Given the pattern and its connotation that the market is balanced between bull and bear forces until the design breaks, I view the key references today as go/no-go triggers. Use the 3928.50 all-time high as the upper reference point to negate the pattern entirely. 

Use the 3909 settlement (close) as neutral. Incidentally, the S&P 500 futures have settled at that same 3909 close for four sessions in a row. I have never seen that before. The “settlement” at the futures pit in Chicago is considered the final “closing price.” The price can vary slightly from the print close you see on your quote service.
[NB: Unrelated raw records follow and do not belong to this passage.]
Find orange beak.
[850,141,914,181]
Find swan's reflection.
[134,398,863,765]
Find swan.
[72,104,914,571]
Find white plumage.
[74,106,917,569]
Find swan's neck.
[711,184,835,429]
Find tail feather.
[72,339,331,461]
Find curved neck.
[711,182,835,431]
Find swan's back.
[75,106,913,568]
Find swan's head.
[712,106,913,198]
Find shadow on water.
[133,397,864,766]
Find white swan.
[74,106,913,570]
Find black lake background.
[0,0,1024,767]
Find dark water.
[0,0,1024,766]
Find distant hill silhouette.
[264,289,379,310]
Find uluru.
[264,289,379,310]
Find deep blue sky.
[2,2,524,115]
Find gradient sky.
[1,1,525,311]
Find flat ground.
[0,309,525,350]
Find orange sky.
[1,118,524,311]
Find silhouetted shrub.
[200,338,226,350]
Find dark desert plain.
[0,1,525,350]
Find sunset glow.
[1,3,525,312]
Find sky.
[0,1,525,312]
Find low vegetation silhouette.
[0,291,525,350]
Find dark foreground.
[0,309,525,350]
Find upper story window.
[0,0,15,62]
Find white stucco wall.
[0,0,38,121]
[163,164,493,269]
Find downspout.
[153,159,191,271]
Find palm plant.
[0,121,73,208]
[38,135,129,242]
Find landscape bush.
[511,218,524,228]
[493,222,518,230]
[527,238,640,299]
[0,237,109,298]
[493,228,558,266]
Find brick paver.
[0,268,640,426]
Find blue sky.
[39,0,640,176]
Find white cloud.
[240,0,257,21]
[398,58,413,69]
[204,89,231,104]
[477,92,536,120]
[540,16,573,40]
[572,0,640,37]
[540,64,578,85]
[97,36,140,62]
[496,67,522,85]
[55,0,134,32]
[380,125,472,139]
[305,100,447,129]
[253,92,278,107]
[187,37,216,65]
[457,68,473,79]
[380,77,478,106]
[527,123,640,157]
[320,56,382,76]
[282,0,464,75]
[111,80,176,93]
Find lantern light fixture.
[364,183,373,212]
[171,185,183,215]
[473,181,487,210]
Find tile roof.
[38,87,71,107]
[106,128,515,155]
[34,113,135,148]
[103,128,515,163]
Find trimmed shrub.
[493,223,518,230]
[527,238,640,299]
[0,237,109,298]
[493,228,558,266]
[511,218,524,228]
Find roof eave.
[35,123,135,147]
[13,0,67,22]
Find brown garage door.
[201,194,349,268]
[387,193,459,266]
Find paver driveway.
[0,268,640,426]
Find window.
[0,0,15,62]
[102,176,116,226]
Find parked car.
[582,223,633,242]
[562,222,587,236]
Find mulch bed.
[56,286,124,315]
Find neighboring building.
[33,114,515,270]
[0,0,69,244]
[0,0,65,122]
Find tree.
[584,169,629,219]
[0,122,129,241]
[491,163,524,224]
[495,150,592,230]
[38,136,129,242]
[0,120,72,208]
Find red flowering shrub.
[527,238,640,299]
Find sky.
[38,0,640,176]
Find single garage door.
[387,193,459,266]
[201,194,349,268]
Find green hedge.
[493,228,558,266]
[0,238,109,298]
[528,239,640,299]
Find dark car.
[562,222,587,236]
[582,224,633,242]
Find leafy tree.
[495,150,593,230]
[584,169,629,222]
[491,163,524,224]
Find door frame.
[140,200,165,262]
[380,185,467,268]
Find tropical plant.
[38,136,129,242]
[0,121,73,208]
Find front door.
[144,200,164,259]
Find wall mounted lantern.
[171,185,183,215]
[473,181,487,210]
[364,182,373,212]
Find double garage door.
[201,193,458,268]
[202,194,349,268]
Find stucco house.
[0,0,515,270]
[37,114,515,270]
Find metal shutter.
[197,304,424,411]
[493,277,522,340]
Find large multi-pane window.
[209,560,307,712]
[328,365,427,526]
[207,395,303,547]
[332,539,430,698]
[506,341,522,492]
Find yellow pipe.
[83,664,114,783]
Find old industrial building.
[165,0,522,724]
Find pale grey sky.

A violation of the balance area low at 3878.50 would indicate that the pattern is on its way to completing the top formation. That would leave the projected mark low at 3850 as a target. 

The volume point of control sits just above that at 3855.25. I will be using the 5-minute chart at those levels to look for bottoming evidence. Exploration below 3850 connotes more ominous behavior – so be careful. The cyclical pull here is not strong – so we should pass through this mid-month low without a bloodbath. That is my best guess.

If the diamond discussion is all for not because the music is still blasting at this party, the curfew sits around the upper channel line and Weekly Expected Move high at 3950. Given all of that, the trade I am looking for is likely to develop later rather than earlier in today’s session.

The intermediate, swing-trading Navigator model is 100% in cash. It may throw some buy signals at the 3850 targets. We shall see but stay alert.